Function Turn(the_direction, the_street)
{
   locate the_street;
   slow down;
   if(the_direction == right)
   {
      turn on the right blinker;
      turn the steering wheel to the right;
   }
   else
   {
      turn on the left blinker;
      turn the steering wheel to the left;
   }
   speed back up
}

By using this function repeatedly, the car can be turned on any street, in any direction, without having to write out every little instruction each time. The important thing to remember about functions is that when they are called the program execution actually jumps over to a different place to execute the function and then returns back to where it left off after the function finishes executing.

One final important point about functions is that each function has its own context. This means that the local variables found within each function are unique to that function. Each function has its own context, or environment, which it executes within. The core of the program is a function, itself, with its own context, and as each function is called from this main function, a new context for the called function is created within the main function. If the called function calls another function, a new context for that function is created within the previous function's context, and so on. This layering of functional contexts allows each function to be somewhat atomic.

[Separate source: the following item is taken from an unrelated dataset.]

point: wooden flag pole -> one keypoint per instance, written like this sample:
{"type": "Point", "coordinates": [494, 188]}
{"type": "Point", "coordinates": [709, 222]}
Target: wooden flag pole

The control structures and functional concepts found in pseudo-code are also found in many different programming languages. Pseudo-code can look like anything, but the preceding pseudo-code was written to resemble the C programming language. This resemblance is useful, because C is a very common programming language. In fact, the majority of Linux and other modern implementations of Unix operating systems are written in C. Because Linux is an open source operating system with easy access to compilers, assemblers, and debuggers, this makes it an excellent platform to learn from. For the purposes of this book, the assumption will be made that all operations are occurring on an x86-based processor running Linux.